The landing of Curiosity on Mars and breathtaking pictures it is beaming back to the earth is fascinating. We all heard that a NASA team is remotely controlling the car-sized rover as it moves ahead on the Red Planet. The time lag is 14 minutes to get a signal from the rover that is 35.2 crore miles away.

But what if the rover faces a ditch or a rough patch? It is wise enough to send a signal back home, but it will take 14 minutes for it to reach the NASA team. It will take some more time for them to analyse the issue and send directions. It could be too late for the rover.

The NASA team at Jet Propulsion Laboratory (JPL), which controls the rover, has taken a cue from video gamers to plot a path for the rover. On average, the team tests a 40-metre path to test and then guide the rover to a safe drive.

The team is using 3D Vision glasses developed by the chipmaker NVIDIA to see Mars in 3D and plan the rover path in a game-like environment virtually. The team devised a plan to address the challenge.

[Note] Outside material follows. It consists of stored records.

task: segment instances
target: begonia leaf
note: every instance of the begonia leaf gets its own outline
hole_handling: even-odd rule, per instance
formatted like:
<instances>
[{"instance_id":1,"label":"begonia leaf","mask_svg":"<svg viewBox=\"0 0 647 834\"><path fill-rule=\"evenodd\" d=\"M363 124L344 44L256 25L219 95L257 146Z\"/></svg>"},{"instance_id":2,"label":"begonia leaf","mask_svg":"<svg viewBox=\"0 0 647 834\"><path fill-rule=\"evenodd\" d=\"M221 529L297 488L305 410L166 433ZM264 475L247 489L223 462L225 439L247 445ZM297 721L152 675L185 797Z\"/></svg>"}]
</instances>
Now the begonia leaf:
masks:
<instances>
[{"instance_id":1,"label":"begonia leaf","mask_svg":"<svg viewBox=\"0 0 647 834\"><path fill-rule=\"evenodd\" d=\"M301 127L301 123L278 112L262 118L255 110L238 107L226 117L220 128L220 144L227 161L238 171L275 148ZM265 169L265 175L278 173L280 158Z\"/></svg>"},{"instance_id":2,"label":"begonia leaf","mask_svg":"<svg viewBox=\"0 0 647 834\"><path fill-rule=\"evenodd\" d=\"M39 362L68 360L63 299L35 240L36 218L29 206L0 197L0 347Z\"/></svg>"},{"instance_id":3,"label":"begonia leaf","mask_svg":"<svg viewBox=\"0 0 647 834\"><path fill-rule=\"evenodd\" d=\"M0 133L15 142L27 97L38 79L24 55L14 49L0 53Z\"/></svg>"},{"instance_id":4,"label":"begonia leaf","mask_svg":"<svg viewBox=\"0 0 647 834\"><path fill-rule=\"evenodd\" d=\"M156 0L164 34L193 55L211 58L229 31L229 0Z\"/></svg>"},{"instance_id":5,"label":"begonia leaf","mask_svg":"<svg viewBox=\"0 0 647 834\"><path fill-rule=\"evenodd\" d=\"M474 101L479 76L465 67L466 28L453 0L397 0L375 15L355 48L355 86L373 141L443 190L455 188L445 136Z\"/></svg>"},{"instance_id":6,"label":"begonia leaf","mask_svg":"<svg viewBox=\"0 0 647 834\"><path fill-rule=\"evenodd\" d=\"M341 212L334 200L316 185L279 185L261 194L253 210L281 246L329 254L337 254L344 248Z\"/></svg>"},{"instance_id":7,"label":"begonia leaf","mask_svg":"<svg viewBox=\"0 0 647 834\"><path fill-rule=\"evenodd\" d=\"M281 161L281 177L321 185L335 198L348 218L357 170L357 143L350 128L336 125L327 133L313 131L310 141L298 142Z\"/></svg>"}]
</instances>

“The team developed a simulated environment, like a video game, to test each action before telling the rover to move. The Robot Sequencing and Visualisation Program, or RSVP, is a fully 3D virtual environment with Martian terrain captured by the rover,” an NVIDIA release said.

“By inserting a detailed 3D model of Curiosity, and using off-the-shelf 3D Vision glasses, the JPL team can model every movement to see how Curiosity would behave. This not only helps with navigation, but also helps them test complicated movements of the robotic arm (like drilling and recovering soil samples) to ensure each motion will be unimpeded,” it said.

Using NVIDIA Quadro 5000 graphics cards, 120-Hz Planar 3D Vision-ready LCDs and 3D Vision glasses, the team can watch a realistic rendering of Curiosity moving through the Gale Crater in real time.